Morning Trip (262)

“YOUR DEFECTS

An empty mirror and your worst destructive habits,
when they are held up to each other,
that’s when the real making begins.
That’s what art and crafting are.

A tailor needs a torn garment to practice his expertise.
The trunks of trees must be cut again and again
so they can be used for fine carpentry.

Your doctor must have a broken leg to doctor.
Your defects are the ways that glory gets manifested.”

–Rumi, The Book of Love

Morning Trip (251)

“Stop reading. Lean back.
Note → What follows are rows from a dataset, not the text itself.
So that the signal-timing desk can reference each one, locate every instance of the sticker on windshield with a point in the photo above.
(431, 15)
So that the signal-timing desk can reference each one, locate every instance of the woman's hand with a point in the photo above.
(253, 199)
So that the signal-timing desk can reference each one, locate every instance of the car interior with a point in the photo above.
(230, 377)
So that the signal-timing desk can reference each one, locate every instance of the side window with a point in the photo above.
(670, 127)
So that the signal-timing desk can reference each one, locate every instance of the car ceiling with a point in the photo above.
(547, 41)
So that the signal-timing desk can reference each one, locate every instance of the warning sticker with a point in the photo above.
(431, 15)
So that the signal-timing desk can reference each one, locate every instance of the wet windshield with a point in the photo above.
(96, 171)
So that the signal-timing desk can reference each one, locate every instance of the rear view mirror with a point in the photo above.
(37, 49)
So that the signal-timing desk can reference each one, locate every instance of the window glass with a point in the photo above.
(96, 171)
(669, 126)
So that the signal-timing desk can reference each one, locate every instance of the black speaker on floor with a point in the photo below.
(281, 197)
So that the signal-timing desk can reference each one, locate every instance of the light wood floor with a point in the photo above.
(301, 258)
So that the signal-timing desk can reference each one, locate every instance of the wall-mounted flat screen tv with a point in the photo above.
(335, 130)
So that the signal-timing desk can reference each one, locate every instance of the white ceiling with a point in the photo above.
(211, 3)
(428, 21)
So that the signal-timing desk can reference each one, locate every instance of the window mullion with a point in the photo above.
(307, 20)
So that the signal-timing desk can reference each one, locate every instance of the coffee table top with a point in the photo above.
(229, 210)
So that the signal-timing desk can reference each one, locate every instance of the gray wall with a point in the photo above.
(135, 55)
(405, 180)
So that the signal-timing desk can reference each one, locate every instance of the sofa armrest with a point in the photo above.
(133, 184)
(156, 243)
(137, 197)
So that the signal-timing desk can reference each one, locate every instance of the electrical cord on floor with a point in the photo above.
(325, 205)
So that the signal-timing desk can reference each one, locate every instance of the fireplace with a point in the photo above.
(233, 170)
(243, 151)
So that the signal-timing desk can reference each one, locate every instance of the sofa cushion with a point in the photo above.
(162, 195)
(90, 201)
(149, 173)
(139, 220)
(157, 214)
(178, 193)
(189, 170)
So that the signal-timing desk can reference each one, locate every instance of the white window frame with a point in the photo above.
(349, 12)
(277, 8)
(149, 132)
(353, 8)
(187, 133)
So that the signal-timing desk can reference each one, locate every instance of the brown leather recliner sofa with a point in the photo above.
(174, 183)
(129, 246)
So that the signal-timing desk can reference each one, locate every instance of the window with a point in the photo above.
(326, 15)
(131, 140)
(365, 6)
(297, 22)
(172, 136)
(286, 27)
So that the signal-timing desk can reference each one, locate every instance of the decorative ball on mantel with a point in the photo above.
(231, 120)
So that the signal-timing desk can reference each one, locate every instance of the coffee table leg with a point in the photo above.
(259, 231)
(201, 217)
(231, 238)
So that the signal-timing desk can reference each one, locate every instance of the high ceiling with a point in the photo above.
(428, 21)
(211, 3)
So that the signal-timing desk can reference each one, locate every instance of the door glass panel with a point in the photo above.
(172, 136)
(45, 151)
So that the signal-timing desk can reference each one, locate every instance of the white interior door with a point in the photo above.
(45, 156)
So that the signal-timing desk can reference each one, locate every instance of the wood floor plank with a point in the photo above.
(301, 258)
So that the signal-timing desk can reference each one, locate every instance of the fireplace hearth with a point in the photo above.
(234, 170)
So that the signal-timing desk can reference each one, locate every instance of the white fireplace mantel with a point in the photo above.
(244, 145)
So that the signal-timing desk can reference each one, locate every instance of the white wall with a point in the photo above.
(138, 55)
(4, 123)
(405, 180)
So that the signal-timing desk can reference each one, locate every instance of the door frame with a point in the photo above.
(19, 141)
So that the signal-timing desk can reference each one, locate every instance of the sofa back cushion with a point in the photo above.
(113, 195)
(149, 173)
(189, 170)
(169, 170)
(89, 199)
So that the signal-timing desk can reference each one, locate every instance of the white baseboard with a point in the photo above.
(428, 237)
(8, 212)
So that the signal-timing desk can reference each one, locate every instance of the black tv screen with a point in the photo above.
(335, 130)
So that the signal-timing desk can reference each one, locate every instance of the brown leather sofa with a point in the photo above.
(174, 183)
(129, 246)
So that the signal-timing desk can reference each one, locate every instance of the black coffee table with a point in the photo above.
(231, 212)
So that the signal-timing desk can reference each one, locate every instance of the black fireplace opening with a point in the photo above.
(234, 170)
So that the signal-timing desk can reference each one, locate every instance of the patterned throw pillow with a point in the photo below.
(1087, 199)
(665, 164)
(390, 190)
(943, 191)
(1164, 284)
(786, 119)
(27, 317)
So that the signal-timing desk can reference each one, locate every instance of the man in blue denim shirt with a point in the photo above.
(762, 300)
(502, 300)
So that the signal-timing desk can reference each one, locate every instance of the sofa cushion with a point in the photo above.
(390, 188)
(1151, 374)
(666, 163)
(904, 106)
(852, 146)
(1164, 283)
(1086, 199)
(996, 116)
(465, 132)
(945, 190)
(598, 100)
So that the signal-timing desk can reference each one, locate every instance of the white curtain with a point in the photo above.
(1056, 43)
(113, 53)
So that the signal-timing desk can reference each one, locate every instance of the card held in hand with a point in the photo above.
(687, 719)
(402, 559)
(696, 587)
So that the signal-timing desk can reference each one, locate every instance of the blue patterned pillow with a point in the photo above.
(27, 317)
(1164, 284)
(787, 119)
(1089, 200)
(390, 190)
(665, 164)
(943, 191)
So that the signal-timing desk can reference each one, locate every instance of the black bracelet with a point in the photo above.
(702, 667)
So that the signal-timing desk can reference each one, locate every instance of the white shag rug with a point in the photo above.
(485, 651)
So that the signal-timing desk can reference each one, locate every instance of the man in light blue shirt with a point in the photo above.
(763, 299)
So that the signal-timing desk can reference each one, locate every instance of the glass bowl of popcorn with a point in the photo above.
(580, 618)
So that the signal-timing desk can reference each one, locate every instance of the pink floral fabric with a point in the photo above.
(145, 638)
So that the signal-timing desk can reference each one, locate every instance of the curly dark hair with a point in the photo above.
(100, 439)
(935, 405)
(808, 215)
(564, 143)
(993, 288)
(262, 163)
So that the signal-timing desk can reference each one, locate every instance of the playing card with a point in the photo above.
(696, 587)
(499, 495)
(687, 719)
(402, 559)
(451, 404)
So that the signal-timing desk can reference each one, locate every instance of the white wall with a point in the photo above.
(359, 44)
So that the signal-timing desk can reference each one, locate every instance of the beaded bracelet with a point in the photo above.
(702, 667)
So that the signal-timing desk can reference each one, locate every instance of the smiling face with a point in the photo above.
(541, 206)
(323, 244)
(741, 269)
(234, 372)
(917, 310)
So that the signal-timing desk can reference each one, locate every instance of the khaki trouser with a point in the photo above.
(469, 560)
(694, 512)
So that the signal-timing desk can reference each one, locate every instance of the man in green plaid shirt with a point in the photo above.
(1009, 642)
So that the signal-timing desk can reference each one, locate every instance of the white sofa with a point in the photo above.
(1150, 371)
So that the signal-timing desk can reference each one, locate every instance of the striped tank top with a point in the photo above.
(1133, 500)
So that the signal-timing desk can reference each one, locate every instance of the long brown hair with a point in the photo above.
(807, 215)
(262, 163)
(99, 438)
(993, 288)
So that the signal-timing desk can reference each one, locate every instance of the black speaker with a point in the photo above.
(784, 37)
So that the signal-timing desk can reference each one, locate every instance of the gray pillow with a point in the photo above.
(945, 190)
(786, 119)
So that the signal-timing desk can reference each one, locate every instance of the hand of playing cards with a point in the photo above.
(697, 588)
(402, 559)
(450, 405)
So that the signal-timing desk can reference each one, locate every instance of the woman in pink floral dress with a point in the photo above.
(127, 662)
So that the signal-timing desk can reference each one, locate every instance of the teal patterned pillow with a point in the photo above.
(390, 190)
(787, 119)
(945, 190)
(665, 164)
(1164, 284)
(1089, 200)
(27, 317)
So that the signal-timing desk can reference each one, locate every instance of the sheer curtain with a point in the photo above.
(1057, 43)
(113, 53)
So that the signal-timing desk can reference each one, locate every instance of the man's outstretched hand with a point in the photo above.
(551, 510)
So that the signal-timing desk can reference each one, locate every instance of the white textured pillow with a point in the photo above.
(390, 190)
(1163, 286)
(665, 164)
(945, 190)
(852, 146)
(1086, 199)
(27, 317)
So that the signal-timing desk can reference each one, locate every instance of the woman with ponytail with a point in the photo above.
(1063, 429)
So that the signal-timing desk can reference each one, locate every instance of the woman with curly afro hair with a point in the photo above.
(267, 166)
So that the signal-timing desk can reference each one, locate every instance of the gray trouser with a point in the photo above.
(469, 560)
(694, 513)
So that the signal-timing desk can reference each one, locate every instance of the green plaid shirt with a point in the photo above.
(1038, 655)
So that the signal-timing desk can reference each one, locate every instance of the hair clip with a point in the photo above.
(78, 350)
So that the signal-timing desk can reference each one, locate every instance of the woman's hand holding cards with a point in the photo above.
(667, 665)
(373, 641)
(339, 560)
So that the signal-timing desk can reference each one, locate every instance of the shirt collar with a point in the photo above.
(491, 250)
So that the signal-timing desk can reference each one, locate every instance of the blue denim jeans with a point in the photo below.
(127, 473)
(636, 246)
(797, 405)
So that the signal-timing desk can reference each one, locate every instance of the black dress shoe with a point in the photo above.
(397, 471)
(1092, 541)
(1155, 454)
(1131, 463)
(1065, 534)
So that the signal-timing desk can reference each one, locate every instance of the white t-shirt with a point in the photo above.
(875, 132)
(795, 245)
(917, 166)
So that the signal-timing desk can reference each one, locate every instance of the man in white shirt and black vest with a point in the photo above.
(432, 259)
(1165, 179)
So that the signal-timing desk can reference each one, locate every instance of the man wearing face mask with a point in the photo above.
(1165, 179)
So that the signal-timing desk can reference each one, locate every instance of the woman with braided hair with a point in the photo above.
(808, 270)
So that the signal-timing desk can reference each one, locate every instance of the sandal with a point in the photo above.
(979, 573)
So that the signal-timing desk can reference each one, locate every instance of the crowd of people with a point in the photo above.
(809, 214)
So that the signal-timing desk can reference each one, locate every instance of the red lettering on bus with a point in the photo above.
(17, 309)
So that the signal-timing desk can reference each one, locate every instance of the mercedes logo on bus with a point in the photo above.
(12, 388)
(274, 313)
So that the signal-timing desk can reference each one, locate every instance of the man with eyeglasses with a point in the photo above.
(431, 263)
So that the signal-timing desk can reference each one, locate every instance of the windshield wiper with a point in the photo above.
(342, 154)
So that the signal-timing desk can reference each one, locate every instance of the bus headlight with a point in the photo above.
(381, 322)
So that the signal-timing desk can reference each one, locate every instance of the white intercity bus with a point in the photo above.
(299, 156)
Give me your mouth.
Your grace is as beautiful as sleep.
You move against me like a wave
That moves in sleep
Your body spreads across my brain
Like a bird-filled summer;
Not like a body, not like a separate thing,
But like a nimbus that hovers
Over every other thing in all the world.”

–Kenneth Rexroth, from When We With Sappho

Morning Trip (239)

“Advice to those about to acquire a Vermeer: Always look at it as it might appear in its average moments–not as it might glow in the light-dance of the fireplace, or burn from within on a fall Sunday morning when the amalgamation of the sun’s rays blasts red upon those fat dutch cheeks, or as you would make it glow when you return home flushed with the one victory or another, or with wine. None of that.

Rather think: What will this masterpiece look like at 2:45 on a February afternoon when you have run out of toilet paper and the roof leaks and a horse has just kicked in your kitchen door for the fun of it. And a dead badger is wedged high in the chimney, stinking up the house. Consider such moments as these, when you are about to acquire your Vermeer. But yes. She is as lovely as a Vermeer.”